My grandmother, "Mutti" Mildred Haffner , taught me how to make apple pie and crust from scratch when I was about 12 yrs old. I personally find it easier to buy a crust than to spend the time making it. I have modified this recipe to have a crumb topping. This pie is wonderful served warm with a pat of butter melted over the top.
INGREDIENTS
3 lbs granny smith apples, peeled, cored and sliced
1 C sugar
1 T apple pie spice
1 stick butter
2 T instant tapioca
2 T instant tapioca
1 9" deep dish pie shell, thawed if frozen
TOPPING
3/4 C rolled oats
3/4 C all-purpose flour
3/4 C brown sugar
1 stick butter, softened
DIRECTIONS
Preheat oven to 350*F. Mix in large bowl the apples, sugar, apple pie spice and 2 tablespoons of tapioca. Place the pie shell on a aluminum foil lined cookie sheet, being certain the edges are inside the pan. This is to catch any juices that spill over so they don't burn in the bottom of the oven.
In the pie shell, sprinkle the other 2 tablespoons of tapioca in the bottom. Arrange apples in pie shell - it will be well over the top. (The apples will cook down significantly when baked).
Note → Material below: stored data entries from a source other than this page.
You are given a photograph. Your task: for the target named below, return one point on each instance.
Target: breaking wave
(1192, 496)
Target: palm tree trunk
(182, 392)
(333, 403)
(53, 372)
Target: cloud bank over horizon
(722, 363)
Slice the stick of butter and evenly arrange over the top of the apples.
In medium bowl, mix in topping ingredients using a fork, until it is a crumbly mixture.
Using your fingers, carefully place crumb topping on top of the arranged apples, breaking the topping apart into smaller pieces if necessary.
Place pie with the cookie sheet in the oven on the middle rack. Be sure middle rack is placed so the top of the pie is in the center of the oven. Bake for about an hour or until a knife inserted into the pie easily goes through the apples.
Let pie cool for 30 minutes before cutting, if you want to eat it warm. Refrigerate any leftovers.